Several responses to my last post on Jon Udell’s entries on WinFS suggest that I didn’t get the Jon's point at all. Dare wrote “You missed his point almost completely.” And David (no blog link provided) said “Next time, try reading the article before you respond to it. Where does he contend that "full text search over XML files is good enough"?” I bumped into Alex Hopmann (another active MS blogger, I see 😉 at the gym, and he said I missed the point too.
Well, David, I was just going by what Jon said his point was:
Here's the point of this installment. To the extent that our personal information stores contain information represented in XML, we have standard ways to search them.
Note also that the one example he gives (“There's no need to wait until 2007 to see what this would be like”) is all about searching over XML tags,
The same XML data will be open to the more powerful kinds of search available in the newer XML technologies now coming online: XPath 2.0, XQuery. Meanwhile, a growing number of databases are gearing up to do this kind of search efficiently, often in combination with both relational and free-text querying.
I concluded that the compelling benefit of WinFS must lie in the realm of "organizing stuff" rather than just "finding stuff" -- else why not just leverage existing and well-understood relational, free-text, and XML search methods?
So let my try again. Here’s how I read Jon’s argument across his two WinFS entries:
- Everybody agrees that users need help finding and organizing their data.
- There are two basic ways to approach this problem
- Simply full-text index all your content, to allow quick full-text search
- Allow for semantic relationships between data to enable a richer search/organization experience
- The first option, full-text, is pretty darn appealing: “The power of pervasive free-text search, by the way, is something that Microsoft seems consistently to underestimate”, “brute-force free-text search routinely trumps navigation and structured search”
- There is added value to the relationship approach: “it's easy to state the practical benefit. If my personal information store contains items of types Person, Organization, Project, and Document, and if it knows about relationship types like Employment and Authorship, then I can easily answer questions like "Which Project X documents were written by Doug?"”
- But, we’re years away from a world like (4), with consistently rich relationship data: “in practice, I wonder if anybody […] can mandate such an approach given the chaotic messiness of reality”, and quoting Joshua Allen, “real-world information is chaotic“
- On the other hand, the trends do support a world where full-text is a reality, thanks to two trends: “the growing use of open XML file formats, and the steady advance of databases that can index and search XML content.”
- These trends in (6) foster the following philosophy: “Let's get schematized information out into the open, where any XML-aware tool can see it and touch it and work with it”
- WinFS, by contrast, “envisions a canonical set of schemas woven tightly into Longhorn”, and embraces the philosophy “Let's put schematized information into Windows, where any CLR-aware Windows application can see it and touch it and work with it”

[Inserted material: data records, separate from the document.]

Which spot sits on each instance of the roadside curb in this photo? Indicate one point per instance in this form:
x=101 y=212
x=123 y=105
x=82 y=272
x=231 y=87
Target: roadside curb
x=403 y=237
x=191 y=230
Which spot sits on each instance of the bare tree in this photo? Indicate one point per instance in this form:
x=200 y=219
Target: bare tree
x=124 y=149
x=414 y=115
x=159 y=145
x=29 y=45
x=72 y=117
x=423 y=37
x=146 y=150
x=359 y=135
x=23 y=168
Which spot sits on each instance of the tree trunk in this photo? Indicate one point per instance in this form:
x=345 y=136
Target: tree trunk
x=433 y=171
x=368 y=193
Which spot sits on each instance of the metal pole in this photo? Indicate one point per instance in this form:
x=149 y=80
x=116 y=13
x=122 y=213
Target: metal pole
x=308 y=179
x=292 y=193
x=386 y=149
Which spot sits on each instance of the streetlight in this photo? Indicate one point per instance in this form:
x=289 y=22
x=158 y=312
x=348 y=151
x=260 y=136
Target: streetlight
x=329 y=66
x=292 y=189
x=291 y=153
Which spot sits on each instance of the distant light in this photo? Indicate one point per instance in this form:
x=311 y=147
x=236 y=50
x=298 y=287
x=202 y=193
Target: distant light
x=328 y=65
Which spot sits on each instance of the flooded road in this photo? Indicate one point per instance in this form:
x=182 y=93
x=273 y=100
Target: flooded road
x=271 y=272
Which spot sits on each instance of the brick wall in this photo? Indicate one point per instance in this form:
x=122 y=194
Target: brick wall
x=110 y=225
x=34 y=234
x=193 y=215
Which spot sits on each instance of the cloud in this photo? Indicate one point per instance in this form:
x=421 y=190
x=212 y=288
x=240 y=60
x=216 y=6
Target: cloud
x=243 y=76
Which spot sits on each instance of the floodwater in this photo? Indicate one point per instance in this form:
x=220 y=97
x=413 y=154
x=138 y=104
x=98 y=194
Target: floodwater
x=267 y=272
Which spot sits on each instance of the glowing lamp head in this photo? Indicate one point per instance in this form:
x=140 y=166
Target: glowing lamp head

- In conclusion, “Personal information management, in Longhorn, will be a walled garden with its own notion of schema, and its own query language. To give users the benefit of finding stuff, Longhorn-style, developers will have to implement the Longhorn model. And then they'll have to find ways to unify that approach with the XML-oriented model prevailing in the world at large -- and indeed, even on pre-Longhorn Windows systems.”
I see that Dare restated Jon’s argument in far fewer words than I just did:
"If the software industry and significant parts of Microsoft such as Office and Indigo have decided on XML as the data interchange format, why is the next generation file system for Windows basically an object oriented database instead of an XML-centric database?"
But I don’t see that as what Jon was asking. He didn’t argue about a relational model vs. hierarchical model, or XPATH vs. T-SQL vs. ADO.NET or what have you. (What is an “XML-centric database” by the way? Is Yukon object oriented, relational or XML-centric?)
Jon’s point as I read it really boils down to “why are you taking this very complicated, rigid structured approach, when we can get along just fine with simple search over transparent XML files?” You see it in his second post, where he's not arguing XML vs. relational, he's arguing the value of “RDF/SemWeb“ vs. just plain simple XML files (and using Dare's words to do it.)
Let me stop here with this entry. Did I get the point? If not, help me out by providing your own breakdown of Jon’s premises and conclusions. Once I'm sure I have the argument, I'll provide some commentary on each of the presmises.